Workshop zur Einführung in die Friedenslogik
In Diskussionen begegnen uns oft zwei (scheinbar grundlegend) unterschiedliche Denkansätze:
- Die Sicherheitslogik richtet den Blick auf Risiken, Abschreckung und Schutzmechanismen. Ihre Leitfrage lautet: Wie sichern wir Stabilität, wenn Bedrohungen real oder möglich sind?
- Die Friedenslogik setzt hingegen auf Beziehungen, Kommunikation und Gewaltprävention. Sie fragt: Wie können wir Spannungen so bearbeiten, dass Eskalation vermieden und Verständigung ermöglicht wird?

Beide Sichtweisen haben ihren Wert. Je nach Art einer Situation auf sie bezogen werden.
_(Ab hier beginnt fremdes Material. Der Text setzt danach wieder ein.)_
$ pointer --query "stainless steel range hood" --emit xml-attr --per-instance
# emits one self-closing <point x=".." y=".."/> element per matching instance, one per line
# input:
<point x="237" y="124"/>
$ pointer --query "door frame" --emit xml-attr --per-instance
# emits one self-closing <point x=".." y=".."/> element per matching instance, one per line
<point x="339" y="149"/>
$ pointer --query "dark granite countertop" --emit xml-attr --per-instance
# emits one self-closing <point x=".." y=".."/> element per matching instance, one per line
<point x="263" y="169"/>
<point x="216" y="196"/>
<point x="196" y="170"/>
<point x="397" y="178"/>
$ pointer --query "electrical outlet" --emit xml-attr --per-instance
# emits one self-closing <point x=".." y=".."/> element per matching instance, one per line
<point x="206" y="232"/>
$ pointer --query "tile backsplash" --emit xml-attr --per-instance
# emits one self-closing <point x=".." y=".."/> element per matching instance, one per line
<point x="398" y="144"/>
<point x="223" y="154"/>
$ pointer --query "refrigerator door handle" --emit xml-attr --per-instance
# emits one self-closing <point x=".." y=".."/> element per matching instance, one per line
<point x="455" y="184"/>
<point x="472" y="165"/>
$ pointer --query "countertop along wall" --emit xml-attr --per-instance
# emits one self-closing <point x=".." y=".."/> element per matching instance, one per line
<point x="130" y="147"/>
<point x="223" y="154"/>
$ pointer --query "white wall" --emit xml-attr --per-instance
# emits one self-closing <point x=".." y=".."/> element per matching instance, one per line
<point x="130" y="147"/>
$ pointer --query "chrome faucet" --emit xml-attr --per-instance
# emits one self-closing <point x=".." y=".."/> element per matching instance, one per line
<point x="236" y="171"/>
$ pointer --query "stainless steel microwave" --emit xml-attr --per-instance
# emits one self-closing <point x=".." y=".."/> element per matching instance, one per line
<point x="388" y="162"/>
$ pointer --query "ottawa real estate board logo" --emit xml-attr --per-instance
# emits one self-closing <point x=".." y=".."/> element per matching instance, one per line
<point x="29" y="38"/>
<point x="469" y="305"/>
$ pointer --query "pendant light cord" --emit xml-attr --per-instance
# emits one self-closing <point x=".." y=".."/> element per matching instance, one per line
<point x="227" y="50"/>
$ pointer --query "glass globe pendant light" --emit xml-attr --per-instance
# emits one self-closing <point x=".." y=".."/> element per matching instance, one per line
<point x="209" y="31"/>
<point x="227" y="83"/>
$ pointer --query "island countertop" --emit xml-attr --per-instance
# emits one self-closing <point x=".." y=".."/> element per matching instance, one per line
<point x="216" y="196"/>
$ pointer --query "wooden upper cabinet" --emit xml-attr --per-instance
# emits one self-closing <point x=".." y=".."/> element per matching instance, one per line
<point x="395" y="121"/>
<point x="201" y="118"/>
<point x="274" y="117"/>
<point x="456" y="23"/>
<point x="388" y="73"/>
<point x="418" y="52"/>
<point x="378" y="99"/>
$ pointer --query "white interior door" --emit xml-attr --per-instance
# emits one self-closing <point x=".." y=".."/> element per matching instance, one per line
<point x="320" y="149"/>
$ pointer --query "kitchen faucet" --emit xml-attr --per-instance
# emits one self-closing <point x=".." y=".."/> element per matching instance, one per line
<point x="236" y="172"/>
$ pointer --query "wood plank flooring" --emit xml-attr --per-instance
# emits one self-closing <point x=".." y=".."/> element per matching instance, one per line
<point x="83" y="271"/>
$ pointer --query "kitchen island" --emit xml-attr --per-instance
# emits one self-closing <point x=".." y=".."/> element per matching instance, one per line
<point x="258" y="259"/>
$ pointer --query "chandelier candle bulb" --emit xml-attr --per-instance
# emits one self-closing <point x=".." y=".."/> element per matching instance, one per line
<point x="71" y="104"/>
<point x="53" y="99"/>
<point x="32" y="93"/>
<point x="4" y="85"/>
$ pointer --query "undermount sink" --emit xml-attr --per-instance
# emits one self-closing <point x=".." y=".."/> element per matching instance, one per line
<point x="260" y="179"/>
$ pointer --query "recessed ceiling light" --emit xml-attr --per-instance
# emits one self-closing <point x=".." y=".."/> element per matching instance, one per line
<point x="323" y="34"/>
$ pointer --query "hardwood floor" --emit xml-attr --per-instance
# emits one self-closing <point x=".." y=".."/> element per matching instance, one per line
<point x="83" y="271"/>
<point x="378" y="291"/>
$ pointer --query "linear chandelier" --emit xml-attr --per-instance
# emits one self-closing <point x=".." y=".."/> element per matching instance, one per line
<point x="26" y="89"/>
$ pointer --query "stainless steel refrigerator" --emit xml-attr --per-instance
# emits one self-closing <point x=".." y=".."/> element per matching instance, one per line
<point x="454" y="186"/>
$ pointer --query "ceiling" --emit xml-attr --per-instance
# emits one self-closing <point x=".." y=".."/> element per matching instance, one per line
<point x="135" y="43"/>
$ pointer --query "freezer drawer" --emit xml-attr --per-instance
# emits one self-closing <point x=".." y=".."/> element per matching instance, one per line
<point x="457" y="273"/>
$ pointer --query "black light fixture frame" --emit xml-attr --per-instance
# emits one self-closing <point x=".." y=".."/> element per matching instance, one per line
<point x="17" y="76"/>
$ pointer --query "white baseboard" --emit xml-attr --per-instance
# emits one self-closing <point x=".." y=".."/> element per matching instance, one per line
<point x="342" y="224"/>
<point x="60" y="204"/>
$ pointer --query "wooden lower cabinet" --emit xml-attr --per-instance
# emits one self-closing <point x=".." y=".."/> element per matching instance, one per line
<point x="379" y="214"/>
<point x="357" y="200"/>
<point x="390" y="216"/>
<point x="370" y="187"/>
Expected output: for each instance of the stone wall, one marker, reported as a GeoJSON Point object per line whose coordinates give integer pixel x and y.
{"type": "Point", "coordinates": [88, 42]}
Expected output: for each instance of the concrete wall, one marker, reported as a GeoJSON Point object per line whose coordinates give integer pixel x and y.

Der VHS-Workshop „Dialog wagen“ (am 23.03.2026) lud dazu ein, eigene Perspektiven einzubringen: in kurzen Einstiegsgesprächen, in Kleingruppen und im gemeinsamen Austausch im Plenum.
Ziel des Abends war es, in einem wertschätzenden Dialog unterschiedliche Sichtweisen hörbar zu machen.

Im Workshop standen nicht Überzeugungen im Mittelpunkt, sondern
- aufmerksames Zuhören,
- Teilen eigener Erfahrungen
- Verstehen anderer Perspektiven.

Die, die am 23.02.2026 zum VHS-Workshop kamen, wollten zuhören und waren auch bereit, sich zu zeigen. Sie wollten verstehen, warum andere anders denken. Alle blieben weit über die geplante Zeit. Konzentriert, wach, beteiligt, ohne Streit.
Beim Gehen, nach einem intensiven, aufwühlenden und persönlichen Abend, fragten sich viele:
Wie erreichen wir die, die heute nicht gekommen sind?